Briçonnet was born into a wealthy aristocratic family about the year 1472. His father was Guillaume Briçonnet (1445–1514) who had already enjoyed a successful career in the Catholic Church. The influence that the elder Guillaume Briçonnet exercised certainly did not hinder his son and namesake from advancing up through the Church hierarchy. The younger Briçonnet was made Bishop of Lodève in 1489 and was later installed as the abbot of the Abbey of Saint-Germain-des-Prés in 1507. Briçonnet also had political connections to the royal court. In 1516 he was commissioned by King Francis I of France to negotiate with Pope Leo X on the terms of the Concordat of Bologna. In the same year Briçonnet was chosen as the new Bishop of Meaux where he would begin the most significant part of his career.
As Bishop, Briçonnet began to implement a program of reform in his diocese. He worked to improve the training of his clergy as well as improving monastic discipline. In the course of these efforts however he made some enemies, particularly among the Franciscan friars within his diocese. Additionally, Briçonnet invited a number of evangelical humanists to work in the bishopric to help implement his reform program. This group of humanists became known as the Circle of Meaux and included Josse van Clichtove, Guillaume Farel, Jacques Lefèvre d'Étaples, Martial Mazurier, Gérard Roussel, and François Vatable. The members of the Meaux circle were of different talents but they generally emphasized the study of the Bible and a return to the theology of the early Church.
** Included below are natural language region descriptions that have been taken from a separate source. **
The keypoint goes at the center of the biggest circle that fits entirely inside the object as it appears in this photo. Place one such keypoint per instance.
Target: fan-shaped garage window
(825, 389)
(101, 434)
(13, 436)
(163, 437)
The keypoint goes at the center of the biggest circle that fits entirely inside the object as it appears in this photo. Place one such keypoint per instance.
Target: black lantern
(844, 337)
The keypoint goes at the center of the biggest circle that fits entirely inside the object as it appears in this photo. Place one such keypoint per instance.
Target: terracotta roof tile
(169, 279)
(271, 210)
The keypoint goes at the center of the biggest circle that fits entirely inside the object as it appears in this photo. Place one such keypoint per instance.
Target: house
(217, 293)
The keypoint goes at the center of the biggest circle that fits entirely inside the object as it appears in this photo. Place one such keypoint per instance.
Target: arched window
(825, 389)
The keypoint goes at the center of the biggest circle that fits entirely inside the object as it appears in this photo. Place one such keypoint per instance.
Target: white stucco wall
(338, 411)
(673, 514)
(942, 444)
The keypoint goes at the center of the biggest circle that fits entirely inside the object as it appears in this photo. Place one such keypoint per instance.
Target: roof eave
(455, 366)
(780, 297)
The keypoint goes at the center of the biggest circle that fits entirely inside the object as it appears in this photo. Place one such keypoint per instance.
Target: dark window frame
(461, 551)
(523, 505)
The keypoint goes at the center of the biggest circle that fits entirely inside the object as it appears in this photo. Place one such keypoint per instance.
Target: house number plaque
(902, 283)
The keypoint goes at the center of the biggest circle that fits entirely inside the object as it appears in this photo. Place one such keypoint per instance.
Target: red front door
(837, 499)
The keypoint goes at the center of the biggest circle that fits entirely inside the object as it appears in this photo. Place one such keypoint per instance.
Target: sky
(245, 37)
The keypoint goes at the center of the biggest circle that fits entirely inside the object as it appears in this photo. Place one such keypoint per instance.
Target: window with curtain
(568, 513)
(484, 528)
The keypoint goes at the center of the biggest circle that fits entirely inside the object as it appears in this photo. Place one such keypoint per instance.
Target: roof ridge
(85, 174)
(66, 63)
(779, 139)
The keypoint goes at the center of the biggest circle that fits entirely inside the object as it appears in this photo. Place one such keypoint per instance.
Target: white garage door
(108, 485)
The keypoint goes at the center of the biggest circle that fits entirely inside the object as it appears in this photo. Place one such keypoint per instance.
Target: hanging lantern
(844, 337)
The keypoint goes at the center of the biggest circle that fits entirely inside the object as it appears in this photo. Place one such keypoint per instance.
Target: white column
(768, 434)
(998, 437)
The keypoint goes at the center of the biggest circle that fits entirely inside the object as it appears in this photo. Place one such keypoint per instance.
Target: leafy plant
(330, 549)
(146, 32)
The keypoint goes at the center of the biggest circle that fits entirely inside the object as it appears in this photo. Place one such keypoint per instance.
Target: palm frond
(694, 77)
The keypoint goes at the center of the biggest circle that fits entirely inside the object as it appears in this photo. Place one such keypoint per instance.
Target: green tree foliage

Although Briçonnet supported a renewal of his diocese along humanist lines with the support of evangelical reformers, the bishop never supported and later condemned the growing Reformation movement centered on Martin Luther. Certain members of the group disagreed with the bishop in their attitude towards Lutheranism however. The support of Lutheranism by some of his subordinates cast suspicion on Briçonnet's entire project. Some of the Franciscan friars in his diocese, already unhappy with the Bishop's austere method, took the opportunity offered by this suspicion and accused him of Lutheranism. Briçonnet had to appear before the Parlement of Paris to face charges of heresy. Briçonnet was found innocent by the Parlement, possible because of his connections at the royal court in Paris. Permanent damage had been done to Briçonnet's reform efforts however, and he found it impossible to continue his attempt to regenerate the spiritual life of his diocese. The Circle of Meaux disbanded about 1525 and its members went various ways, some of them later playing important roles in the Reformation.
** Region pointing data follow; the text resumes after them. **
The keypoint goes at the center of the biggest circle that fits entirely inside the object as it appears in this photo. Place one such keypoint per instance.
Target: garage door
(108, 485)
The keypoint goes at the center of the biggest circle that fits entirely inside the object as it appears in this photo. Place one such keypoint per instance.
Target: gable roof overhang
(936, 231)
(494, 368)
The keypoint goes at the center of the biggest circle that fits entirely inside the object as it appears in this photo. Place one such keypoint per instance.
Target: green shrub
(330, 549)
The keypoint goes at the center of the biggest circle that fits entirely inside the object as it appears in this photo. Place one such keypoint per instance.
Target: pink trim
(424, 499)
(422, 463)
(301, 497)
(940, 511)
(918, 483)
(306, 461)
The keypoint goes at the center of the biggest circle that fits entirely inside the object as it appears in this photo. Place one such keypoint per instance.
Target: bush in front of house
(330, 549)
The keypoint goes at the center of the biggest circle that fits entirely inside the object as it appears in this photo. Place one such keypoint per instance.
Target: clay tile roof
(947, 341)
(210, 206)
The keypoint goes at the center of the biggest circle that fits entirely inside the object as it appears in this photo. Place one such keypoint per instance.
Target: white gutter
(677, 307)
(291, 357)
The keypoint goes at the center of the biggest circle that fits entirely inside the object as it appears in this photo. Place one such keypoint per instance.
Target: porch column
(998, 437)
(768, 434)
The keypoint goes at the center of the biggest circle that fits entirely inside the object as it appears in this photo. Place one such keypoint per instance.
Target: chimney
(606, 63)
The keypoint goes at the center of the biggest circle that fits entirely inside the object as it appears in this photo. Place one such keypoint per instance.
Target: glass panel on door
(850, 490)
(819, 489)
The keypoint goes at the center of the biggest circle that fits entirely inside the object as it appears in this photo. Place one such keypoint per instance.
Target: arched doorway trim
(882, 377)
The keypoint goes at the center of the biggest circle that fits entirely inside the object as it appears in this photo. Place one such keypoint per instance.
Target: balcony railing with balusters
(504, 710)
After the breakup of the Circle of Meaux Briçonnet served for another nine years as bishop before his death, dismayed at the growing reaction in the Catholic Church against all attempts at internal reform that smacked of possible heresy. In retrospect Briçonnet can be grouped with contemporary Bishops of the Catholic Church such as Christoph von Utenheim and Hugo von Hohenlandenberg who attempted, unsuccessfully, to reform the Church along evangelical lines without breaking up ecclesiastical unity.
Guillaume Briçonnet died at Esmans castle on 24 January 1534; he is buried in the church of this town.